Caserta, Del Gaudio: Serve una cabina di regia per la nostra economia

Riceviamo e volentieri pubblichiamo da Pio Del Gaudio, capogruppo di An al Comune di Caserta, un contributo sull’emergenza casearia. Intanto il ministro Zaia, nonostante sia anche leghista, ha già convocato i responsabili del consorzio Mozzarella a Roma, intervenendo rapidamente anche sulla richiesta casertana.

CASERTA – Dalla lettura dei giornal apprendiamo come da più parti si siano sollevate critiche relative all’atteggiamento del Ministro dell’agricoltura che sembrerebbe tutelare i produttori del Parmigiano reggiano a danno di quelli del comparto lattieo caseario della Camapnia.

Ovviamente condividiamo le critiche espresse in tal senso dai rappresentanti dell’Unione Industriali e della CIA, da sempre attivi per difendere il comparto da attacchi e o speculazioni provenienti da più parti, ma non possiamo non mettere in evidenza come , probabilmente,

sia necessario un migliore coordinamento tra Istituzioni e forze politiche per rappresentare al Ministro le legittime istanze di un settore che attraversa una profonda crisi oramai circa due anni.

Chi scrive , anche alla luce della modestissima esperienza di ex Assessore alle Attività Produttive del Comune Capoluogo, rammenta a tutti i protagonisti dello sviluppo economico del nostro territorio, come molto spesso le istanze al governo centrale siano state poste non in modo univoco, ma anzi con modalità disgiunte e confuse.

Spesso il territorio non ha parlato con un’unica voce.

E’ ovvio, che un Ministro leghista, per affinità territoriali, di affetto o altro, sia legato a problematiche tipiche delle areee di provenienza ed è per questo motivo che le legittime sollecitazioni del comparto lattiero caseario devono essere fatte giungere in modo UNITARIO in modo da dare l’idea a chi governa che le stesse siano effettivamente ESPRESSIONE DELLE ESIGENZE DI UNA INTERA COLLETTIVITA’.

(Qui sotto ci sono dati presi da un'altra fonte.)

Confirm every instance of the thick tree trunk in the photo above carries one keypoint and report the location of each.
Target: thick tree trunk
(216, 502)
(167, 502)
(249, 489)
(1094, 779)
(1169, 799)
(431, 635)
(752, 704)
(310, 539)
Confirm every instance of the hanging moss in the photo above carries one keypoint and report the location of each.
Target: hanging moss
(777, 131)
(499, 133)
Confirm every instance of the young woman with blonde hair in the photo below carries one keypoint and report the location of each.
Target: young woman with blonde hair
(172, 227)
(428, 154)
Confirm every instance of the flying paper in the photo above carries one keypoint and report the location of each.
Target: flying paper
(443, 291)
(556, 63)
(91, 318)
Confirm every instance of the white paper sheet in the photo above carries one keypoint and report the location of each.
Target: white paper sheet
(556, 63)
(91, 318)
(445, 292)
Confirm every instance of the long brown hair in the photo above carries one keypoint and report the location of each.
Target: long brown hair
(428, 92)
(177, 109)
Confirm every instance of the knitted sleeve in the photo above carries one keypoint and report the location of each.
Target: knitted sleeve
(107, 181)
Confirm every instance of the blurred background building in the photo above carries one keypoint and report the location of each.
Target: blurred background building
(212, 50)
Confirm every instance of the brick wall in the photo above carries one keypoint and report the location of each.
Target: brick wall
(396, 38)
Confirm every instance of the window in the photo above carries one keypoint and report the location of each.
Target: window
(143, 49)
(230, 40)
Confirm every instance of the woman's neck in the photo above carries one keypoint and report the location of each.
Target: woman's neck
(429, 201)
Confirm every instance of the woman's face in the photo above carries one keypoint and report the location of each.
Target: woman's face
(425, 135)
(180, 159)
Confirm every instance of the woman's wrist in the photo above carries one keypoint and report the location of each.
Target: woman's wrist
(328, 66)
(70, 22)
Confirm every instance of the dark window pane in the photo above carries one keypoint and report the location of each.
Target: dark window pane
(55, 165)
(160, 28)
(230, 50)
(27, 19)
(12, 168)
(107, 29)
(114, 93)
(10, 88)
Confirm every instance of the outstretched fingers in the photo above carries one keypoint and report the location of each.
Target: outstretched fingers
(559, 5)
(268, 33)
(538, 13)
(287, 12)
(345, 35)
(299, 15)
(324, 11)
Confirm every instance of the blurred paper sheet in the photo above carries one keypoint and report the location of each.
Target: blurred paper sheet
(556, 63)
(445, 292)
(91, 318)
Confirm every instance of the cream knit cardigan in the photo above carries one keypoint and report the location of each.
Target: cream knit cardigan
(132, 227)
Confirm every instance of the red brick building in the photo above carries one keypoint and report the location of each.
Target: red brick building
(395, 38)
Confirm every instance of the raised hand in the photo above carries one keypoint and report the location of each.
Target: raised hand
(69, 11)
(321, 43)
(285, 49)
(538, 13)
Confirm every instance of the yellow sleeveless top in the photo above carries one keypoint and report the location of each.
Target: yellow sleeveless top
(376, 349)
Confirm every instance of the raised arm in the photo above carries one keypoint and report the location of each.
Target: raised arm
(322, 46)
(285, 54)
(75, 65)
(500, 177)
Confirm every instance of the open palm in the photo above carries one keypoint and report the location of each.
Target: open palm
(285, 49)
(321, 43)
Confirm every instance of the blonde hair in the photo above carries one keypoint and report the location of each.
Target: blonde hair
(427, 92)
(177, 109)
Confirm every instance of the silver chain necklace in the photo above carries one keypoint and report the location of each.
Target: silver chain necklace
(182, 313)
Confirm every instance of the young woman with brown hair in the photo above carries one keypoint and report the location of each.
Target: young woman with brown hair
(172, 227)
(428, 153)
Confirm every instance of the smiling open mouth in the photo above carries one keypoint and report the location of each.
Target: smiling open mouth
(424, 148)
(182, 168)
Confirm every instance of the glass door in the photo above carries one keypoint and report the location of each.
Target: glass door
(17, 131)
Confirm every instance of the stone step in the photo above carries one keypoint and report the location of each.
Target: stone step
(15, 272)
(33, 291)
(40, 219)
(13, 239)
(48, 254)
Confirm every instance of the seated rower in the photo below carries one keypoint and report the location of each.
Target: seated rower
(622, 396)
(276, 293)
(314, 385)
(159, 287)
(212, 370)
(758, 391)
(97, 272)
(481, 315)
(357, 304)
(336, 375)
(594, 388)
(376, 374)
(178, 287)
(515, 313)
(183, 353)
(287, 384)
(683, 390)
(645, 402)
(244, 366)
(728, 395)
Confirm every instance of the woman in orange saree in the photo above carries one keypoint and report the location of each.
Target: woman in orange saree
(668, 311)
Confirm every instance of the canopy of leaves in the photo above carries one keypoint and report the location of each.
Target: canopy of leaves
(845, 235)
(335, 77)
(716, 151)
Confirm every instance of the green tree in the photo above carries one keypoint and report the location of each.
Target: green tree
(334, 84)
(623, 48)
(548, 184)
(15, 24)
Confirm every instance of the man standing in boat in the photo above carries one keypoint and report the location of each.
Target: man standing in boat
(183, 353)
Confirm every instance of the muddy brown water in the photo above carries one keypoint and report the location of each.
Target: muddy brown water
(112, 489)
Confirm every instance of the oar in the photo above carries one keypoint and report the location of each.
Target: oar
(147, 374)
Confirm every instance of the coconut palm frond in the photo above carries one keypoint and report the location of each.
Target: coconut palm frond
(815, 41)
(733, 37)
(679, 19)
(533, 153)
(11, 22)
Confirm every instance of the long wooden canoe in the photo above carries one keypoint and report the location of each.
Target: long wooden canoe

Le tensioni tra allevatori bufalini e produttori della Mozzarella (protagonisti in modo contrapposto all’interno del medesimo mercato) devono essere superate quando ci si rivolge al governo centrale in modo da far capire, come bene dice MANDARA , che e’ l’intero comparto che soffre con il rischio della perdita di cirac 20.000 posti di lavoro.

Probabilmente il Ministro ALEMANNO, era più vicino affettivamente al nostro territorio anche grazie all’impegno del dott. MARCO CERRETO che riusciva a fare sintesi di istanze che, comunque anche allora, provenivano dal territorio in maniera abbastanza disarticolata.

Con la crisi internazionale e dei mercati , nei prossimi mesi anche le aziende , e non solo i piccoli risparmiatori, saranno interessate da fenomeni di mancanza di liquidita e richieste di dilazione dei pagamenti da parte dei fornitori, con la conseguente contrazione delle attivita’ economiche in un contesto europeo con regole rigide che non consente piu’ al nostro paese, di “ stampare moneta “ per creare liquidità, così come si faceva prima dell’Euro.

Per tali motivi si ritiene che in Provincia di Caserta sia necessari quella famosa CABINA DI REGIA DELLO SVILUPPO ECONOMICO, animata da imprenditori, sindacati e istituzioni, che faccia sintesi di tutte le problematiche che impediscono lo sviluppo.

Tale esigenza è stata più volte ribadita dal sottoscritto, dall’assessore Provinciale Franco Capobianco, dall’ex regionale Assessore Alois (tutti CASERTANI), dal responsabile regionale della CISL, Carmine Crisci, ma non si è mai realizzata.

Riteniamo che la costituzione e la istituzione di un unico organismo di regia dello sviluppo economico sia non più rinviabile e che tale necessità debba essere posta con forza in primo luogo dalle Associazioni delle Imprese e dai Sindacati.

Ovviamente la politica dovrà fare la propria parte , ma solo in un secondo momento , per raccogliere , interpretare e soddisfare le esigenze univoche del territorio.